Rieff then proceeds directly to suggest that for Sontag, sensual experience mainly served as grist for her intellectual work, which was in turn a spur for more sensual experience, in a cycle:

In her story, "Debriefing," she wrote: 'We know more than we can use. Look at all this stuff I've got in my head: rockets and Venetian churches, David Bowie and Diderot, nuoc mam and Big Macs, sunglasses and orgasms.' And then she added, 'And we don't know nearly enough.'"


I like the above list because its last item shows Sontag's apparently characteristic tendency to direct the lazer beam of her intellect to analyze even the (supposedly) most non-brainy, unrational, intellect defying of objects. Her journal entries, also published in the NYT, mirror even more dramatically the exact same tendency. Even what the coarse-minded could superfically mistake for merely a carnal interest was so often instead only about ideas, though ones pursued with their own kind of passion.

However Sontag's mind's way seemed to know how then to critique such (supposedly) fixed distinctions, such that brain dissolved into body then body melted back into brain, and emotion was dissected by thought only to find emotion erupt again from within, like a worm coiled in the heart of the thought, as Sartre might have put it.

Though if, as Rieff kinda concedes, Sontag lived her life in service to aesthetics and ethics, i.e. to philosophy, she was not one of those persons, like Montaigne (or Socrates), for whom "To Philosophize is to Learn How to Die." The "More than Metaphor" essay makes clear that in the end Sontag was far from ready to go.

Ultimately, Rieff suggests that Sontag was admirable, to him if no one else, above all else because she was herself so joyous and avid of an admirer, a fan, an enthusiast:

[H]er essays of admiration -- on Roland Barthes, on Walter Benjamin, on Elias Canetti, to name three of the best of them -- were more self-revealing than she perhaps imagined. At very least, they were idealizations.


That last point is intriguing. I suppose it leads to the not terribly original conclusion that, when someone important to us vanishes
(including cases when they vanish because we realize that they never genuinely existed in the first place as the person we envisioned),
the most meaningful way to deal with the absence might be to:
1) try to isolate and identify the personal qualities that made that now-vanished person interesting or admirable to us, and

2) try to keep the person in some sense non-vanished, by striving to live out and embody those qualities ourselves.
The above project is probably easier insofar as the qualities we admire are idealizations, as Rieff puts it, or aspects of ourselves that are unrecognized, unacknowleged, and underdeveloped, but that we imputed to the other person.
[Disclaimer: Here, as in every blog post, the real possibility exists that I don't know what the hell I'm talking about.]
Other interesting links to discussions with Rieff that reflect the wide range of his interests and ideas are here, from 2002; here, from 2003; and here, from fall 2004, in an interview entitled, "The Moral Dilemma of Pacifism in a World of War."



Finally, I am finding it for some reason impossible to read the accounts of Sontag's life, death, intellectual strategies and ideas, linked to variously above, without contemplating what seem to me to be the repeated intriguing parallels and/or even more intriguing constrasts with the life, death, strategies, etc. of Kathy Acker.
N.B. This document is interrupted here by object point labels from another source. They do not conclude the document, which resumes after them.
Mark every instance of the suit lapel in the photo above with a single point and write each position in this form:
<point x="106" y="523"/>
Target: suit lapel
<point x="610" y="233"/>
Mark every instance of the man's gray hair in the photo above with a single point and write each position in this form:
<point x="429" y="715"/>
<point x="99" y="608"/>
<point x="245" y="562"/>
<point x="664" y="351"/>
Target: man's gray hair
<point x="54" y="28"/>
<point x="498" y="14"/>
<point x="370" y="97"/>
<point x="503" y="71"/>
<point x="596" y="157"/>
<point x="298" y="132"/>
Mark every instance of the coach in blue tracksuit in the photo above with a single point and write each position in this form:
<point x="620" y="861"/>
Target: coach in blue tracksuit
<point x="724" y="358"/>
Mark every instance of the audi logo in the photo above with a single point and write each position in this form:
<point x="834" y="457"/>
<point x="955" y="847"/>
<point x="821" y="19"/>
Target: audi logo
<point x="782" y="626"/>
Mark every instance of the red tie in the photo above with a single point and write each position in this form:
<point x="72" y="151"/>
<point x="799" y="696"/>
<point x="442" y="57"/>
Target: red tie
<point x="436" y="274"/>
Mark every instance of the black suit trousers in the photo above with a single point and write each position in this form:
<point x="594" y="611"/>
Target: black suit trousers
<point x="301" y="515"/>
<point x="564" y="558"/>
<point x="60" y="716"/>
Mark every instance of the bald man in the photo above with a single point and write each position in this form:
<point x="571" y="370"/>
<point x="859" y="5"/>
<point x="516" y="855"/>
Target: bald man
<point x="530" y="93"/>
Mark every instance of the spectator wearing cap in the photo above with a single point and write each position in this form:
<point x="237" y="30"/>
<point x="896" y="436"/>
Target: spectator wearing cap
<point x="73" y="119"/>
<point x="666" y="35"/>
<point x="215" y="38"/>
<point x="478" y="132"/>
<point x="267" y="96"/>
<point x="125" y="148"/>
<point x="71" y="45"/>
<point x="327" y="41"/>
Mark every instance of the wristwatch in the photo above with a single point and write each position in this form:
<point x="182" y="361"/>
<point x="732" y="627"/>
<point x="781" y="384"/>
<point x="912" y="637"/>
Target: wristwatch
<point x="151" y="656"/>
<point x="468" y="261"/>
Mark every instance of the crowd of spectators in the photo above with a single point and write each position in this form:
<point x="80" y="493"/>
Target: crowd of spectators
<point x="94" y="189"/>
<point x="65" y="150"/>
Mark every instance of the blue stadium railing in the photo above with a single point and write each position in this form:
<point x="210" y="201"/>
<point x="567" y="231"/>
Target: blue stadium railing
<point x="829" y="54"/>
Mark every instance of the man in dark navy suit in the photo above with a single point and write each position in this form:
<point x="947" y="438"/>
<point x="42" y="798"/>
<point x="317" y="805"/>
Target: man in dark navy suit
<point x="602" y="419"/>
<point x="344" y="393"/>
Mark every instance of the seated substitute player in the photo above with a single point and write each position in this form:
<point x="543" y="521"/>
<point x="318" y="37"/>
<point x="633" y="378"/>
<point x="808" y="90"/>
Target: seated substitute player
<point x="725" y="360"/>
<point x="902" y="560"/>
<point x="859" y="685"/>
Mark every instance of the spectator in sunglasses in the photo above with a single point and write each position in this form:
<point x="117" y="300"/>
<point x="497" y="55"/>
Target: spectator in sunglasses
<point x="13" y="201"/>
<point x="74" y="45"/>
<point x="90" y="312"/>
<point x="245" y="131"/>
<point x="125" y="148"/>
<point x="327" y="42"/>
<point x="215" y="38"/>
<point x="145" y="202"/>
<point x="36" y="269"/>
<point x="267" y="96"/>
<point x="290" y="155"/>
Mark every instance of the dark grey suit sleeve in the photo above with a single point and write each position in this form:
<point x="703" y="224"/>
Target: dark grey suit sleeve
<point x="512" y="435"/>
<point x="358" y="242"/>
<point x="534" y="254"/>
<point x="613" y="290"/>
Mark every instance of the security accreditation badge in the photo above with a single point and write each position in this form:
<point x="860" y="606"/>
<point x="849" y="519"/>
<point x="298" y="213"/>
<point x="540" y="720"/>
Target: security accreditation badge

This may be because Acker's voice, in all its permutations, has been striking me during the past few weeks as particularly important, even urgent, right about now.

I'm not sure why. But I am sure about one thing: I cannot seem to get the following passage, written by Acker's final caregiver, Matias Viegener, out of my head for more that a couple days at a time, before I feel drawn to go back and think about it some more, and then some more:

We believe that gender is our most extraordinary distinction, the most significant one, more significant than rich or poor, black and white, or word and thing.

But what I see now is that the real line, the most frightening line or division is between life and death. And all the others in a sense are arranged around that, to protect us from that division--because that division is too terrible.